Cricket To Exit Prepaid Broadband Market
During Cricket’s third quarter 2012 financial results meeting, they announced that they would be discontinuing their prepaid broadband service. Needless to say, I was pretty astonished! Cricket was actually the first prepaid provider to offer unlimited no contract broadband, so to hear them say they’re going to “de-emphasize” it is very surprising to say the least.
Why would they discontinue a service that has been growing even more quickly than prepaid wireless itself?! They said in the webinar that broadband was distracting to the core business (I’m paraphrasing of course). They basically said that their sales force couldn’t handle it. Trying to sell broadband is distracting them from the core business, which itself has not been doing well in recent years. In fact, I don’t believe Cricket has ever been profitable.
This sounds so odd to me. Cricket actually makes tens of millions of dollars in profit from its prepaid broadband service. And they’re saying that their sales team is so bad that it’s confusing them to the point that it’s impacting their ability to sell their core wireless service; really? Most companies would kill to have a business that earns tens of millions of dollars in profits; and here’s Cricket saying that they’re going to give up that profit to focus on their core business?
Needless to say, I think it’s a massive mistake. Prepaid no contract broadband is a hot market that they should be seeking to increase and innovate in their products and services. Perhaps their network can’t support the growth in broadband usage? I don’t know, however, I can’t help but feel they’re giving up a little quickly. Maybe they need to first look at their sales force.

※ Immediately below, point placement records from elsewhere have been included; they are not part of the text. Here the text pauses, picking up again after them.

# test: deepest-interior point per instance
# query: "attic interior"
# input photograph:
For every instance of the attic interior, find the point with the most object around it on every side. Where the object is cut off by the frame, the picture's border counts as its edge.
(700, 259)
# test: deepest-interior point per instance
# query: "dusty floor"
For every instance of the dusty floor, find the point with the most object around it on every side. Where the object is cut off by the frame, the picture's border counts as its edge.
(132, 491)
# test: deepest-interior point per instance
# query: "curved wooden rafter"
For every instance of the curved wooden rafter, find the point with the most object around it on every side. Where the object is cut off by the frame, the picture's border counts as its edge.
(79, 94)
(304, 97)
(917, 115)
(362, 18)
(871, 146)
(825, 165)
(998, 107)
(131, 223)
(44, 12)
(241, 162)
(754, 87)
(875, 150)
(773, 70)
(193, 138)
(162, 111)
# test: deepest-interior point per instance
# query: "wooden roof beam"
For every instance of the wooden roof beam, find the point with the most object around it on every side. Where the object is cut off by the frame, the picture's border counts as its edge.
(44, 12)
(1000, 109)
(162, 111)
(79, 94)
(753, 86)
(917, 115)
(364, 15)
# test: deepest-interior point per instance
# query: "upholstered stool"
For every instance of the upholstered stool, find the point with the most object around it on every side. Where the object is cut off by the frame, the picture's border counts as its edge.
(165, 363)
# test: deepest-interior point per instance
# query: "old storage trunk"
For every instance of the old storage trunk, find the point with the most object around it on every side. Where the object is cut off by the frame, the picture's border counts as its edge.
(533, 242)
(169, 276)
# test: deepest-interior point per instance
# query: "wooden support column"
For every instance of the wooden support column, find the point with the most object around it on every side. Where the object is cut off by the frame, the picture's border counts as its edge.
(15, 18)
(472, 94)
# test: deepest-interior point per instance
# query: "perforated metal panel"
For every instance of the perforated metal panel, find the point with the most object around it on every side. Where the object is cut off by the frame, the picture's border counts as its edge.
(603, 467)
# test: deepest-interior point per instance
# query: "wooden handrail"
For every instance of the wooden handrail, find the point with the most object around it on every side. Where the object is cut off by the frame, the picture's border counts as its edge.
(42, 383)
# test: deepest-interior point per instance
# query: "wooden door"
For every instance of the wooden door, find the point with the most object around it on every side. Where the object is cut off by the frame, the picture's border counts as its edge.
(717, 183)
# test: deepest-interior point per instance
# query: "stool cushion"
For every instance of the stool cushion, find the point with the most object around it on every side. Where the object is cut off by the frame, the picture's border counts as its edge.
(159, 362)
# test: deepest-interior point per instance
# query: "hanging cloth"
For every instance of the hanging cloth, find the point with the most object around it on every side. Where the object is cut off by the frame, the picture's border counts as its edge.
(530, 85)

If Best Buy, Radio Shack, and dozens of other retailers and dealers can sell multi-carrier prepaid products (as well as postpaid), and somehow figure out how to train, educate, and activate customers, why can’t Cricket figure out how to manage and sell its own products? It makes no sense! I expect that it also has something to do with their platform development bandwidth, whereby development for its core business is competing with the needs of its broadband business.
Anyway, I’m not sure when they’ll be officially turning the service off; however, I expect that it won’t be a hard cutoff. More than likely, they’ll simply discontinue selling prepaid broadband at some point. Then they’ll wait for existing customers to churn off (i.e. deactivate). In other words, it will take years to completely exit the market, and in the meantime, if you can find a Cricket broadband modem, you can confidently activate and use it for the foreseeable future.
I was hoping that with all of the change in senior management this year, that Cricket would be able to pull off a turnaround, however, this type decision makes me wonder what’s really going on over there. Whether Cricket can survive on its own in this highly competitive and ever-consolidating industry is still largely in question.
Personally, I would like to have my voice and broadband service from the same company, and ideally have some kind of benefit for having both services. Other companies that find a way to bundle these together will have an advantage over carriers that either don’t offer mobile broadband, or don’t find a way to bundle them together in a meaningful way. I look forward to seeing how this plays out!